HIKA launches student-led writing workshop, The Plums

HIKA launches student-led   writing workshop, The Plums

It was an autumnal Sunday evening. The wind was whistling. Kenyon College looked empty, except for a file of students shuffling into the Cheever Seminar Room in Finn House. Clutching pencils and paper, they took their seats in silence. They were about to take part in HIKA’s first student-led writing workshop, The Plums.

HIKA, Kenyon’s oldest literary journal, launched its workshop on Sunday, Sept. 30. The meeting kicked off a series of bi-monthly creative writing workshops led by members of the HIKA editorial staff.

The members of staff passed around packets of poetry and prose to the rest of the students. The front page read “Hika: The Plums,” and below this title, William Carlos Williams’ poem “This is Just to Say.” The Plums workshop takes its name from a line in the poem (“I have eaten / the plums /that were in the icebox”).

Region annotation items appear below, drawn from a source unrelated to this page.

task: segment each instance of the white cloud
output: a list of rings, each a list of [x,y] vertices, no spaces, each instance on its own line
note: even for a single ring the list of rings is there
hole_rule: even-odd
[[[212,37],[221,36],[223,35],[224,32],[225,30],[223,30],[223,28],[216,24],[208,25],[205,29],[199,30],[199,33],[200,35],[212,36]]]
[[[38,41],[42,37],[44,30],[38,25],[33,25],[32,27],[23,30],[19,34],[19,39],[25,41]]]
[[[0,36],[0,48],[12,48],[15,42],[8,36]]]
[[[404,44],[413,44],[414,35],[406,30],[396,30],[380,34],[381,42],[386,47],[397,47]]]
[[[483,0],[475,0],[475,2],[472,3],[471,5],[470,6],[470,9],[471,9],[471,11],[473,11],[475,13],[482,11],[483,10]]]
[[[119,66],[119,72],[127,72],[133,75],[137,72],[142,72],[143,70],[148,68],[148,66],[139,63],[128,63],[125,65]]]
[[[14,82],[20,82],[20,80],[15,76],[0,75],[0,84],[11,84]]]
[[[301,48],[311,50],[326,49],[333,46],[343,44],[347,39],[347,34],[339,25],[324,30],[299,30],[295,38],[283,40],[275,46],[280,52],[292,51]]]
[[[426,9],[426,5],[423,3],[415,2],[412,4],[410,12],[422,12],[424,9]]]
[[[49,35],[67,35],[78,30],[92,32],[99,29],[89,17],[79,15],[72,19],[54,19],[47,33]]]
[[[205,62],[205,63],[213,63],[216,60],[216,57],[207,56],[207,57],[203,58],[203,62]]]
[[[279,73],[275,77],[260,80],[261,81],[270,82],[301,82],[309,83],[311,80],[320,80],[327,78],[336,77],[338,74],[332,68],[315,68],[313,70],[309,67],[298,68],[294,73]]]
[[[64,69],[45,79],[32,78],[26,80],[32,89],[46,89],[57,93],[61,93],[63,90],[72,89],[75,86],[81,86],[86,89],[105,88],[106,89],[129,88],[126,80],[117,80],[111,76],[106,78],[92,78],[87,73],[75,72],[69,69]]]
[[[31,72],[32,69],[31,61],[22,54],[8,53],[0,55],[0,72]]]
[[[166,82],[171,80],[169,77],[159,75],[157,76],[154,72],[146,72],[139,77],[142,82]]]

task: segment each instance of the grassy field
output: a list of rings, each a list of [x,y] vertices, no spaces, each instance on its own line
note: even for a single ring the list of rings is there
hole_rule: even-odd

The Plums offer a “routine, creative space for the exchange and critique of original writing,” according to a decorative flyer. The group also offers campus-wide readings, collaborative projects, and artistic community.

The four students who lead The Plums — Katherine Franco ’21, Emmy Roday ’21, Noah Dversdall ’19 and Dante Kanter ’21 — began the workshop by explaining the reason behind forming the group. (Kanter is also the features editor for the Collegian.)

“As freshmen last year, some of us were disappointed to find that Kenyon lacked an informal space to share and critique writing with peers,” Franco said. “Plums gives students a space to write in the company of others without the official presence of a professor. It was important for us to establish a student-run group independent of the curricular writing program.”

The group proceeded to read aloud pieces of writing they found inspiring and thought-provoking: Dean Young’s “Dear Friend,” Frank O’Hara’s “Why I Am Not a Painter” and Emily Dickinson’s “I dwell in Possibility.”

Students then critiqued each piece, discussing what they liked and disliked about the writing, what they could learn from each author, and the elements from the poems they hoped to integrate into their own writing.

Finally, The Plums moved on to the free-write section of the workshop. Students turned to the last page of the packet, which contained two writing prompts: “In this stucco house there is nothing but air…” and “I could pick anything and think of you.”

Both of these lines come from the poetry of Rita Dove, who is the keynote speaker of the Kenyon Review’s Literary Festival this year. Former poet laureate and winner of the Pulitzer Prize, Dove will visit Kenyon in November to receive the Kenyon Review Award for Literary Achievement. In preparation, HIKA and the Kenyon Review teamed up for a literary contest, using Dove’s poetry as writing prompts. Editors of HIKA will select one featured poem from all the submissions for publication in their upcoming issue.

Students wrote away for a furious 15 minutes. Once time was up, Kanter told everyone to stop writing and asked if anyone was willing to share. At first, there was silence. Then, one person shared. Then another. Soon enough, everyone was sharing their poetry and prose.

As The Plums made their way out of Cheever, the sun was beginning to set. Some students walked to Peirce Hall; others went back to their dorms. Franco was satisfied with their first workshop. “It went well,” she said. “Hopefully our workshop will be so tempting that students will want to keep plucking from the icebox.”